Draped from corners to walls, from circuit boards to other bits, lay a spider web so thick, so extensive and so unexpected that I started back a few inches, half expecting a big hairy agitated spider to leap up and assail my intruding face. Luckily, nothing happened (there’s the anti-climax). What I gazed upon certainly wasn’t as spinneret-clenchingly creepy as this, or this. I closed my mouth and studied the silken catenaries. “So this is what it feels like to be a web browser”, I thought. It seemed my problem was not so much a Blue Screen of Death as a Hard Drive of Spiders.
Or was it? The web was irrefutable but its influence on the computer’s problems was, and remains, unknown. As were the whereabouts of its architect. The poor creature was probably even more surprised than I was, and had either hidden well or moved out in a hurry. I wouldn’t blame it for either.
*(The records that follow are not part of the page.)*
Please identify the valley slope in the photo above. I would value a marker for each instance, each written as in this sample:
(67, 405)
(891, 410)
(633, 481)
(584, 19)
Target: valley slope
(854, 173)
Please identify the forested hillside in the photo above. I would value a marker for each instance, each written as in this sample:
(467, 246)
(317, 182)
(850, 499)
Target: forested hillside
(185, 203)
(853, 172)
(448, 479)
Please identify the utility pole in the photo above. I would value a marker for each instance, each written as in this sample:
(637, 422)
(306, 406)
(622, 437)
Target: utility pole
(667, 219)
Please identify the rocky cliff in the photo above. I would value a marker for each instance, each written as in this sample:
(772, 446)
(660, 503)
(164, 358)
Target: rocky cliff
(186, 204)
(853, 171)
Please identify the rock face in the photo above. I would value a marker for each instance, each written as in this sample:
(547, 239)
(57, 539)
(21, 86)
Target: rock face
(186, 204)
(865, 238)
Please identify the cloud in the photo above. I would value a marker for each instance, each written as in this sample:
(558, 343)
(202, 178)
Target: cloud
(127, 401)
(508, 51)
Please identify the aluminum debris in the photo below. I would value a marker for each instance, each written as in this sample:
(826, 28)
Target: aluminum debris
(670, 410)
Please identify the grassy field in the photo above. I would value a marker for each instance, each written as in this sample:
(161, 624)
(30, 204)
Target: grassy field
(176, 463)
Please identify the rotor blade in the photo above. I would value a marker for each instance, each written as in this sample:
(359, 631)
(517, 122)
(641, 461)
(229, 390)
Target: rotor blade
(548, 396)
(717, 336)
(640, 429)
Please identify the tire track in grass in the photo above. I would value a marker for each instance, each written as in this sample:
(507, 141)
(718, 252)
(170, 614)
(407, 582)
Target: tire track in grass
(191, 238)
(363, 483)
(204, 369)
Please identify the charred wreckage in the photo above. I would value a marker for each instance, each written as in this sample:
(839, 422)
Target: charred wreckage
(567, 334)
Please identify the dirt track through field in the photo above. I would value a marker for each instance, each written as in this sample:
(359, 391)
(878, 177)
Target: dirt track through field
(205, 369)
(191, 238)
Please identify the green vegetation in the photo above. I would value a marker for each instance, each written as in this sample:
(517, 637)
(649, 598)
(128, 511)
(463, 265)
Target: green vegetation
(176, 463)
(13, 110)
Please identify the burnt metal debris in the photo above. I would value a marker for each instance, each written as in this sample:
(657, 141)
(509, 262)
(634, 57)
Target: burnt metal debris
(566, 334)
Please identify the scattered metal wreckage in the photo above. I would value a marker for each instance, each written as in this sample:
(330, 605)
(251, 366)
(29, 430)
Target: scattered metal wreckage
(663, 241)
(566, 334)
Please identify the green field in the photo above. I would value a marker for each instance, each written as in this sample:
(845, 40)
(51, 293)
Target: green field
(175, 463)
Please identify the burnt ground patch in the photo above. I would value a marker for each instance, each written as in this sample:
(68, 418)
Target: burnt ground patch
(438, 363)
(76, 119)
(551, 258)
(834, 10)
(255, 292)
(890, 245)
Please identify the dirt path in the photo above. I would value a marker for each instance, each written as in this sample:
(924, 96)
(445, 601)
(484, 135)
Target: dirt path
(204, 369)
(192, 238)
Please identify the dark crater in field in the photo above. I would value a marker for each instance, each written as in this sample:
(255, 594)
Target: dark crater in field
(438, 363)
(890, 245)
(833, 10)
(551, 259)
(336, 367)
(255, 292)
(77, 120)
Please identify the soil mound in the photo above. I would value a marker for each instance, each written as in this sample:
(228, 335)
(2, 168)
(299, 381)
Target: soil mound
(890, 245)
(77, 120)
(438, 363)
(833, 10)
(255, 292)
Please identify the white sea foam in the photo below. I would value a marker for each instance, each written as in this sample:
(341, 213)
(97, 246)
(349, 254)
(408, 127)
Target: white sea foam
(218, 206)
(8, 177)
Unfortunately I didn’t take a photo of the web before I removed it, but I won’t forget it. In the way it hung heavily across the electronic insides of my computer, in a queasy combination of organic and technological material, it had the surreal quality of a science fiction dream. It’s no accident that spiders are so popular as movie villains.
The spider in the photo above is almost certainly not the one that spun the web I found in my computer, since their web styles are very different. And because it lives in a furze bush a few hundred metres away, and it seems quite content there. But for all I know, they might be friends. They might even have a mutual alibi agreement. I don’t make friends with spiders but I don’t fear them and I respect their spidery ways.
I even have a spider policy of sorts – for indoor encounters anyway. If I see a spider where it’s liable to be squashed or bothered, or to bother people to the point where they pick a fight with it, I move it outside. If it has spun a web somewhere discreet, where people won’t interfere with its business and vice versa, I leave it be, unless it reveals its arachno-femininity by having hundred of spider babies. That leaves an unpleasant dilemma for someone who grew up with Charlotte’s Web.
This spider had no fixed abode. I saw it scuttling across the fireplace and decided immediately to evict it. Its size and speed impressed me so I quickly took a photo before we said our goodbyes. Moving house isn’t easy for anyone so I left a gap between the glass and the card to maintain ventilation and reduce its anxiety. I admit that this manoeuvre was speculative.
This house has at least two long-term arachnid tenants. They have settled in corners so quiet I would wonder how they get enough to eat, had I not read Lyall Watson’s wonderful Heaven’s Breath: A Natural History of the Wind and discovered how much miniature life there is floating around unseen and unnoticed in the air, everywhere, all the time.
My modest adventure from screen of death to web of life has a lesson, if not a moral: next time you hear of someone experiencing a Blue Screen of Death, suggest that they check their computer for invertebrate residents.
Further reading: The Life of the Spider by Jean Henri Fabre.